Though he worked at a rural bank for a time, Jinbaani said the banking world didn’t fit him. He continued chasing his dream of becoming an agricultural scientist. He’s now been involved with food research for more than 20 years.
“As a young man, I had always wanted to go into agriculture,” Jinbaani told us. “I told myself I will become an agricultural scientist, and it has come to pass.
Fighting a persistent enemy
Now at CSIR-SARI, Jinbaani and his colleagues helped the institute release some 75 improved varieties of crops to hundreds of thousands of smallholder farmers in northern Ghana.
He said when he took the job poverty and food insecurity were widespread in the region. They still are, but the situation has notably improved thanks to CSIR-SARI’s efforts.
”Our work over the years has also gone a long way to reducing food insecurity in northern Ghana.”
CSIR-SARI is a government-led research institute. The workers there are required to improve the lives of smallholder farmers, thereby tackling problems associated with poverty and food insecurity. Jinbaani added that the institute is required to protect the environment, as well.
“By law, we are mandated to come up with those technologies that will boost agricultural productivity amongst smallholder farmers,” he explained. “At the same time, we are also mandated by law to ensure that the technologies that we produce for smallholder farmers are also environmentally friendly and sustainable.”
Their work is ongoing. Jinbaani said a persistent problem they keep encountering is a lack of funding to work on improving all the crops he would like to.
Though they’ve released 75 enhanced varieties of multiple crops, including some common staples, Jinbaani told us that for years now CSIR-SARI has been prevented from focusing resources on one crop in particular—the Bambara groundnut.
Mostly grown by women, the Bambara groundnut resembles the chickpea. Packed with protein and micronutrients, this crop tolerates drought. Thus, it can help farmers adapt to climate change. It’s for these reasons that Jinbaani said he’s been looking to organize a research project to create a commercial variety of Bambara groundnut that farmers will happily grow.
This goal eluded him until he saw the opportunity to apply for a Grow Further grant.

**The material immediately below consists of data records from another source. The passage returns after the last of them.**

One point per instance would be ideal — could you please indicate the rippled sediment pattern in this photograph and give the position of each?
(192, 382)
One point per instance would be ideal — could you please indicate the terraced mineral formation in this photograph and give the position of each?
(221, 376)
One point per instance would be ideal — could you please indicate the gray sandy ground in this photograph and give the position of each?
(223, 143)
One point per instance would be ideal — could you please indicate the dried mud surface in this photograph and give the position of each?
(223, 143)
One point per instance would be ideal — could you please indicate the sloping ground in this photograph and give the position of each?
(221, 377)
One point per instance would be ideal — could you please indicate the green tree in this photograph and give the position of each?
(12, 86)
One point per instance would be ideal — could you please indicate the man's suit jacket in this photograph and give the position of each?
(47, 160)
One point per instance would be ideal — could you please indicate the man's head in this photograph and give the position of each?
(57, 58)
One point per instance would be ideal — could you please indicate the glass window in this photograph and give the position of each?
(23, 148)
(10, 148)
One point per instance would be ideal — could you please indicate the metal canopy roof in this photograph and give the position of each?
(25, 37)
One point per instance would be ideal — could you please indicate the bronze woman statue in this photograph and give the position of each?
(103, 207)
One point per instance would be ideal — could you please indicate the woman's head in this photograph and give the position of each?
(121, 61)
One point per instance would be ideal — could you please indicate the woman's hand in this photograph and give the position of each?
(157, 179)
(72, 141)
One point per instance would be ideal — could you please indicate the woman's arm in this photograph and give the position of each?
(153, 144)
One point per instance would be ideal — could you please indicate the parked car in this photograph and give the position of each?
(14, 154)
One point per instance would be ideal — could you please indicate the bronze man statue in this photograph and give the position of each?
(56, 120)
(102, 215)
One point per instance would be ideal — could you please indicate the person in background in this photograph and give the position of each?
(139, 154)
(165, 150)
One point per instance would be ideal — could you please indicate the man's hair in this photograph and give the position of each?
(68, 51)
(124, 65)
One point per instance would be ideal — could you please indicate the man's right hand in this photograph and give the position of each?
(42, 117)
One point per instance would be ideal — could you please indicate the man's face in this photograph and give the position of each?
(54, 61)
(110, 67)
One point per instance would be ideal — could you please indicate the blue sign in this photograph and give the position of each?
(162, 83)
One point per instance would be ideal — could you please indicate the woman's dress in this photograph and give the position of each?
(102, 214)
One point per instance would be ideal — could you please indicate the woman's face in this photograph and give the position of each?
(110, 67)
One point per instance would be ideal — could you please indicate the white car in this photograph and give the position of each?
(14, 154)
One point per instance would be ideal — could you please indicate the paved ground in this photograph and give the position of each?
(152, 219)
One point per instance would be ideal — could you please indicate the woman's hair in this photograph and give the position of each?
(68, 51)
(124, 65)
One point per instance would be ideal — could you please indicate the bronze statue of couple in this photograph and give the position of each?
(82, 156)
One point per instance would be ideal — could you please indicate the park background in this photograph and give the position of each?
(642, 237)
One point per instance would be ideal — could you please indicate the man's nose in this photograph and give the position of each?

“We believe that with funding from Grow Further, we will be able to come up with new and improved Bambara groundnut varieties that will be responsive to the needs of farmers,” he said.
We’re proud to be partnering with Alhassan Jinbaani and CSIR SARI. We will be watching their work on the Bambara groundnut closely as it has the potential to eventually touch the lives of millions of smallholder farmers.
“As a research institute, our work over the years has also gone a long way to reducing food insecurity in northern Ghana and improving incomes of smallholder farmers,” Jinbaani said. “There’s still more work to be done.”